Deux ans après Mademoiselle de Joncquières, Emmanuel Mouret est de retour derrière la caméra avec Les Choses Qu’on Dit, Les Choses Qu’on Fait, qui comprend au casting Camélia Jordana, Niels Schneider, Vincent Macaigne, Emilie Dequenne, Jenna Thiam ou encore Guillaume Gouix et se centre sur le parcours amoureux d’une galerie de personnages…

Après une parenthèse historique, qui se mariait à merveille avec son style verbeux et littéraire, Emmanuel Mouret revient à notre époque avec Les Choses Qu’on Dit, Les Choses Qu’on Fait, pour parfaire son analyse du sentiment amoureux et nous convier à un pas de trois sensible et singulier.

Le réalisateur/scénariste nous convie à un marivaudage qui se veut plus approfondi qu’à l’accoutumée, pour un conte moral doux et sincère centré sur le triangle amoureux. Renouant avec la structure narrative d’Un Baiser S’il Vous Plaît, Emmanuel Mouret traite ainsi des relations humaines à travers des récits racontés par les personnages eux-mêmes, mettant en exergue leurs faiblesses et leurs fêlures.
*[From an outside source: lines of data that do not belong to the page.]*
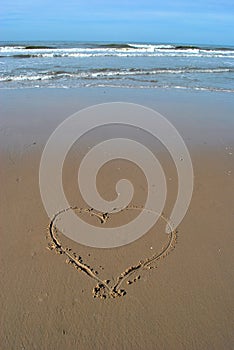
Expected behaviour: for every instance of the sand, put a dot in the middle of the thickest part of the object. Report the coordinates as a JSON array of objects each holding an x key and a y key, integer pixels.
[{"x": 184, "y": 300}]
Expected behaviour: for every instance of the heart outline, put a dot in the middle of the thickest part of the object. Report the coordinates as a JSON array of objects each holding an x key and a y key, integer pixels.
[{"x": 103, "y": 289}]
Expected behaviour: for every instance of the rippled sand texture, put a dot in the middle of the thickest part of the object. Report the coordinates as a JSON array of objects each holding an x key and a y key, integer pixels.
[{"x": 145, "y": 298}]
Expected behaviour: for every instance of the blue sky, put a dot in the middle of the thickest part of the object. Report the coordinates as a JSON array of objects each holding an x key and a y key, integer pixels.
[{"x": 179, "y": 21}]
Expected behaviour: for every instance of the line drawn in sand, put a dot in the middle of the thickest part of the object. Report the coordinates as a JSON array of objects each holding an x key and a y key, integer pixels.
[{"x": 104, "y": 289}]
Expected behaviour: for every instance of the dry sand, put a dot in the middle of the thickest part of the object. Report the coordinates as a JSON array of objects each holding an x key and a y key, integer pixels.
[{"x": 185, "y": 301}]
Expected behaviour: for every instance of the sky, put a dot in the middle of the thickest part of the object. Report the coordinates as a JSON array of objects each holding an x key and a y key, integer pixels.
[{"x": 160, "y": 21}]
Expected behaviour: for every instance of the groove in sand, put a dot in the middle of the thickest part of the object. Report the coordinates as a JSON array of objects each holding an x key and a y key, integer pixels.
[{"x": 103, "y": 288}]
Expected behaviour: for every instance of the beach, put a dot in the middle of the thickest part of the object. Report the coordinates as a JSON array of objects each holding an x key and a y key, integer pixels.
[{"x": 184, "y": 299}]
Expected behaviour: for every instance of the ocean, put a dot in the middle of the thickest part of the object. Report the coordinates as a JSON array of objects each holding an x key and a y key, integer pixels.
[{"x": 128, "y": 65}]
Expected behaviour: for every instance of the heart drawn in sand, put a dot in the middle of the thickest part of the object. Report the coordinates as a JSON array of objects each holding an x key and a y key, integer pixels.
[{"x": 104, "y": 288}]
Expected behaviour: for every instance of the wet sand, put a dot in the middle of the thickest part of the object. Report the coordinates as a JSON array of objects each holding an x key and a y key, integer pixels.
[{"x": 184, "y": 301}]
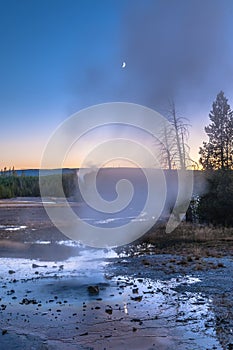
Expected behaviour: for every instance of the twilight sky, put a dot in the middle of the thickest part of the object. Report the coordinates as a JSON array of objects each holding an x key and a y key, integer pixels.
[{"x": 59, "y": 56}]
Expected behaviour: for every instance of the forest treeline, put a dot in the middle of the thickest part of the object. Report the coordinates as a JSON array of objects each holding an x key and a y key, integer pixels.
[
  {"x": 12, "y": 185},
  {"x": 215, "y": 206}
]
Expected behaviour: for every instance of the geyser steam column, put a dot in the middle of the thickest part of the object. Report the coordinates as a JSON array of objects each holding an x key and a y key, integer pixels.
[{"x": 104, "y": 152}]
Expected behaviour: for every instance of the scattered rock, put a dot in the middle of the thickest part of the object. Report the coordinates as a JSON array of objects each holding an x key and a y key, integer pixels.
[
  {"x": 81, "y": 335},
  {"x": 108, "y": 309},
  {"x": 138, "y": 298},
  {"x": 27, "y": 301},
  {"x": 93, "y": 290}
]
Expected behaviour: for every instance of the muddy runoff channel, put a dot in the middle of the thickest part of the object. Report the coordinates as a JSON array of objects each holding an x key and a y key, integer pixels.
[{"x": 62, "y": 295}]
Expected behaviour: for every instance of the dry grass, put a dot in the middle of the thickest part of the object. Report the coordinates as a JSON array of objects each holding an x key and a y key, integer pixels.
[{"x": 193, "y": 240}]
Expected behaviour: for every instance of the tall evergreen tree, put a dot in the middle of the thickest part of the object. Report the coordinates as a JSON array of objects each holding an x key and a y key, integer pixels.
[{"x": 217, "y": 153}]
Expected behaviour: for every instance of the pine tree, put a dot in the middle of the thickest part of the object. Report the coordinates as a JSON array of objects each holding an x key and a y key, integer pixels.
[{"x": 217, "y": 153}]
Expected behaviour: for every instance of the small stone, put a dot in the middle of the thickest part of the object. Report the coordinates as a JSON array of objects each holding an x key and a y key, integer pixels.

Dans le cadre de Les Choses Qu’on Dit, Les Choses Qu’on Fait, le désir et la déception prennent une place prépondérante dans l’introspection et les interrogations de nos protagonistes tandis que nous est exposé la notion de fidélité, une problématique avec pudeur et non sans une certaine ironie.

Les amateurs du cinéaste seront conquis par cette nouvelle œuvre, qui reprend les ingrédients ayant forgé sa filmographie. Que ce soit la précision des dialogues, écrits au cordeau ou l’abondance de la musique classique, les notes d’artistes classiques (tels que Mozart, Chopin,…) ajoutant lyrisme à cette valse des sentiments, Emmanuel Mouret se complaît dans ses domaines de prédilection et parvient à livrer son film somme. Par le biais d’une mise en scène soignée et délicate, permettant de mettre en lumière sa direction d’acteur, ce dernier laisse ainsi le champ libre à ses acteurs et actrices, leur partition intimiste aidant le public à se laisser porter la puissance dévastatrice de l’amour.

Pendant plus de deux heures, nous nous laissons cueillir par cette chronique sentimentale et ces destins qui s’entrecroisent par l’intermédiaire d’une rencontre, celle de Daphné et Maxime. Deux êtres qui ne se connaissent pas, devant apprendre à tisser des liens en attendant le retour de leur comparse, François, compagnon de la première et cousin du second. Avec comme seule échappatoire la discussion, chacun va se présenter à l’autre – et au spectateur – par le prisme de la réminiscence, ressassant un passé peu glorieux relationnellement parlant. Mêlant douceur et amertume, le scénario se veut une balade mélancolique dans l’univers du désir et de sa difficulté à l’assouvir, impliquant un jeu de l’amour et du hasard se montrant cruel pour tous ses participants, chacun étant pris au piège par les rouages propres au ménage à trois. Ce chemin vers les espoirs déçus est ce qui fait le sel de cette nouvelle œuvre d’Emmanuel Mouret et maintient notre intérêt quant à ce chassé-croisé amoureux, qui emprunte des sentiers tortueux dans sa dernière partie pour mieux appuyer son propos quant à la fatalité et le cercle sans fin de l’infidélité.

N’oubliant pas de donner la part belle à son casting, Les Choses Qu’on Dit, Les Choses Qu’on Fait doit beaucoup à la sincérité émanant de son duo central, interprété par Niels Schneider et Camélia Jordana. Grâce à leur interprétation à fleur de peau, ils rendent leur alter-ego attachant, un affect aidant à l’immersion du spectateur dans leur parcours romantique, aussi mouvementé soit-il. Concernant les seconds rôles, si Vincent Macaigne, Jenna Thiam et Guillaume Gouix ajoutent un cachet non négligeable à ce marivaudage où le pas de trois est de rigueur, la véritable surprise est la prestation sensible et solide d’Emilie Dequenne, dont le rôle prend tout son sens dans la deuxième partie du film et démontre qu’il ne faut négliger aucun sommet d’un triangle, chacun étant impacté par cette géométrie du cœur.

Avec Les Choses Qu’on Dit, Les Choses Qu’on Fait, Emmanuel Mouret parachève avec pudeur et délicatesse son examen de la relation amoureuse, nous livrant ici le chapitre le plus maîtrisé de son étude sur la puissance – à la fois libératrice et dévastatrice – du désir.